I would never wish anyone a watery grave, but a hefty journey long - however short - lice infestation might be in order. At some point hopefully what comes around goes around...
 
I'll be surprised if Esquire isn't to be bilked as well.
 
To his benefactors - present and future - I would have to say "caveat emptor." You know the old story... Scorpion asks the frog for a lift across the river. Frog declines saying "You'll only sting me and send me to my death." Scorpion assures him that he'd never do such a thing. Convinced, the Frog is shocked halfway across the river when the Scorpion plunges his venom into the frog. "Why would you do that??" "I can't help it," says the Scorpion, "it's my nature."
 
In my professional work, I certainly find that most people stay in character - predictably demonstrating their nature across time and situation. That is, people stay in character unless they make a concerted effort to get out of character. My work is exciting in that I get the opportunity to work with people who set their minds to getting into preferable character.

ebb

Even in Bill Shanahan's negative commentary about Vann,  ALL the news or 'facts' comes by way of Vann himself.  Vann is the one who is writing about himself as a world class jerk.  Might ask what is fact and what is fiction and what is Falstaffian bilge water.

Remember Vann admits to being a writer.:p

Bill


Wildcat

les brers over at SailingAnarchy.com are having a donnybrook fair over this Vann chap's follies.  a consensus seems to be gathering around the notion that he has a death wish

mbd

From the Sailing Anarchy web page, dated 02.20.08.

Tin Can getting a tow in to Santa Cruz harbor shortly after sailing out of San Francisco...
Mike
Totoro (Sea Sprite 23 #626)

ebb

I didn't think the Coasties rendered any assist unless life was threatened and  vessel sinking?

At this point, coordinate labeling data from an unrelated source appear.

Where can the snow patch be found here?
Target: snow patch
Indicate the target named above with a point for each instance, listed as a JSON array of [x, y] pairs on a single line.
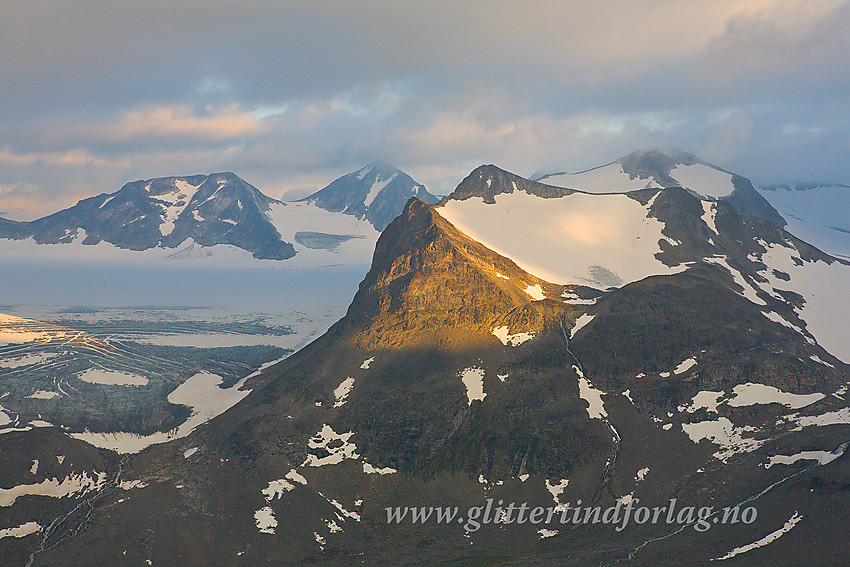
[[706, 399], [769, 538], [570, 235], [265, 520], [21, 531], [369, 469], [723, 433], [501, 333], [43, 395], [596, 407], [336, 445], [535, 291], [377, 187], [557, 489], [111, 377], [752, 394], [581, 322], [822, 457], [276, 488], [685, 365], [709, 214], [341, 392], [70, 485]]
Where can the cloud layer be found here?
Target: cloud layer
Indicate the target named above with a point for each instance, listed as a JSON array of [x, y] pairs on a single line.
[[290, 95]]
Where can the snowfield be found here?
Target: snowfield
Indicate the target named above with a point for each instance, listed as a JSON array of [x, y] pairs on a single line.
[[597, 240]]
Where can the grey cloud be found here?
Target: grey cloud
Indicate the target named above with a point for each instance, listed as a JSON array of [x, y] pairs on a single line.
[[437, 88]]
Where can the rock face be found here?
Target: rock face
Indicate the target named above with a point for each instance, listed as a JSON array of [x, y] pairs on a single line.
[[376, 193], [220, 208], [457, 376]]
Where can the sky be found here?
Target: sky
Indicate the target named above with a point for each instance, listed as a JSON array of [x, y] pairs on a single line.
[[290, 95]]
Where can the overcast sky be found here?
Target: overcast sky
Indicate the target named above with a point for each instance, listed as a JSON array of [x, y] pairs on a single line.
[[290, 95]]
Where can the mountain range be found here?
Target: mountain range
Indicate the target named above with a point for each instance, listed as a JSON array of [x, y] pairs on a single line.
[[519, 342], [187, 215]]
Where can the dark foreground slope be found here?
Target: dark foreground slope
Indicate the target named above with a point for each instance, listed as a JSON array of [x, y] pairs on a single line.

Have to assume he passed his 'courtesy' inspection
that there was no dope onboard.

What this guy is doing IS a stunt.  
It could be becoming a parody.

Every conceivable and inconceivable kind of vessel has been built to cross the wide ocean.  Record breakers are way down at the bottom of my list.  But I'm happy when they succeed.  I'm happy that eccentrics have a place in this world and less crazy people can buff their humanity by helping them.

Do have a problem, these days, with persons on suicide missions.
Suicide missions which require an audience.


You can't have eccentric aluminum welding, it has to be just so.  Riveting would have been best.  If this was a hurry-up welding job he might not have backed up  butt-joints with a backup strip - current acceptable practice.
Why is it called TIN Can, anyway???

If I understand, he also foamed the outer hulls.
Hope he's carrying a couple underwater cure epoxy kits.
He would be better served with airbags
and a foot pump.
Urethane foam will get waterlogged, and those stringbean hull forms will dive even worse than they are doing now.
Aside from its workmanship, as a concept this trimaran is really screwy, there is no reserve buoyancy in the hull forms.
 
Three large redwood tree trunks would get him around the world more comfortably - and with much more style.

Not only that,  his voyage would have a purpose....
he might have proved that prehistoric Heyerdahlians populated Antarctica using log trimarafts.;)

Lucky Dawg

Quote from: ebb;17024Why is it called TIN Can, anyway???

"I plan to name my boat the Tin Can, which will be an accurate visual description and also what the Norwegian fishermen of the Alaskan fleet, in their wooden hulls, called my father's aluminum fishing boat"
 
Rescue from the git-go. Dude sound true to form so far.